1.   Maldoror. Faurisson présuppose que c'est lui qui s'exprime dans cette strophe. Où a-t-il lu cela ?

2.   « Maldoror a le sens de ses [sic] responsabilités. Son livre est terrifiant. On ne peut donc le mettre entre toutes les mains. Un honnête homme [?] pénétré du sens de ses obligations morales et sociales [?], se doit de prévenir son lecteur du caractère positivement effrayant de ce premier chant. Plût au ciel que le lecteur [?] ne s'y perdit pas corps et âme [?]; Maldoror [?], exprimant ce voeu, se signe et porte ses regards au ciel [vraiment ?]; on lit sur son visage l'inquiétude d'une belle âme [?] » (p. 52). Lorsque Faurisson en vient ainsi à lire sur le « visage » de « Lautréamont » rien de moins que « l'inquiétude d'une belle âme », il est clair qu'aucun lecteur le moindrement sensible et intelligent ne peut le suivre dans cette triste traduction aplatissant et trahissant complètement la lettre d'un texte, pour y fabuler un contenu tout aussi tristement délirant. Le pauvre lecteur que voilà. Voilà quelqu'un qui aurait dû suivre le conseil de l'auteur !

      Cela dit, ce n'est pas parce que c'est évident qu'il ne faut pas mettre ici les points sur les « i ».

      D'abord le contresens. « Plût au ciel que le lecteur ne s'y perdit pas corps et âme » : comment notre « lecteur » peut-il en arriver ainsi à comprendre exactement le contraire de ce que nous lisons tous à l'incipit des Chants, la première phrase de l'oeuvre, ce qui augure bien mal ? Tout simplement en réalisant une série de confusions moralisatrices à rebours. Il fait un équivalent du lecteur et de l'âme sensible, celle-ci risque de se perdre dans l'oeuvre, corps et âme (!), de sorte que voilà reformulée dans l'esprit de notre moralisateur le souhait qui ouvre l'oeuvre : « Plût au ciel que le lecteur ne s'y perdit pas corps et âme ». Ce qui est extraordinaire, évidemment, c'est que Lautréamont écrit exactement le contraire et bien pire...

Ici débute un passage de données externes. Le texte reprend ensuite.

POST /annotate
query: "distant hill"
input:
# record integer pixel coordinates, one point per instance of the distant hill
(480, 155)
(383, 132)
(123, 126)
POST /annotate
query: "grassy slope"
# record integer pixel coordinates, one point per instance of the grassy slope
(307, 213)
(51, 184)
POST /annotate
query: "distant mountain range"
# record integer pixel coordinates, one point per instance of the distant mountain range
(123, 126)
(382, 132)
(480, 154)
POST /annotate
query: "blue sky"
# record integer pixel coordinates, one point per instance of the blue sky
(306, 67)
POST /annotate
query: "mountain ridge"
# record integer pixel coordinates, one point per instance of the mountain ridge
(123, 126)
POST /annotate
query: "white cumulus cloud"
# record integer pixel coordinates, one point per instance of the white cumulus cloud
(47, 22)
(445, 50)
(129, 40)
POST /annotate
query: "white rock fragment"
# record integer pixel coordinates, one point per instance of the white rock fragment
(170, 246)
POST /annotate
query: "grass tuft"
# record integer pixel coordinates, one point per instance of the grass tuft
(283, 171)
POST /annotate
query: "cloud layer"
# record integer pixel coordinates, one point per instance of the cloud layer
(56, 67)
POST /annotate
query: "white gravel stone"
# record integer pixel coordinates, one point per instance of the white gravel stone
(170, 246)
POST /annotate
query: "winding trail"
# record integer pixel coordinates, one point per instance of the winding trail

      Ensuite, Faurisson prétend trouver dès cette première strophe des Chants un « personnage parfaitement ridicule », un « imbécile pontifiant » (comme le Tribulat Bonhomet de Villiers, bref cet « honnête homme pénétré du sens de ses responsabilité », etc.). Losqu'il est souhaité que le lecteur s'enhardisse, voilà comment continue Robert Faurisson : « la hardiesse est chose terrible et on ne peut pas affirmer que ce soit là un trait qui, pour sa part, caractérise Maldoror, lequel en digne émule de M. Prudhomme, est d'une remarquable pusillanimité » (p. 52). Il s'agit là d'un total délire d'interprétation, aussi bien de la strophe que de l'oeuvre, où ni l'« auteur » ni Maldoror ne peuvent nulle part être qualifié ou décrit ainsi. J'aurai l'occasion de le redire une fois ou deux, car notre critique déraisonne ainsi durant plus de quatre cents pages : la « thèse » d'un auteur, d'un narrateur ou d'un héros ridicule et pontifiant repose tout entière sur la confusion du comique, de l'humour et de l'humour noir (qui sont bien des traits des Chants de Maldoror) avec la farce (forme narrative qui lui est complètement étrangère).

3.   « Deux catégories de lecteurs », le lecteur hardi et l'âme sensible. Quelle belle lecture de la première strophe d'un ouvrage destiné aux lecteurs enhardis par ce qu'ils commencent à lire, ouvrage qui, précisément, n'est pas destiné aux âmes sensibles, qui ne doivent pas le lire, ne le liront pas, ne sont donc pas une « catégorie de lecteurs ». Ah, misère...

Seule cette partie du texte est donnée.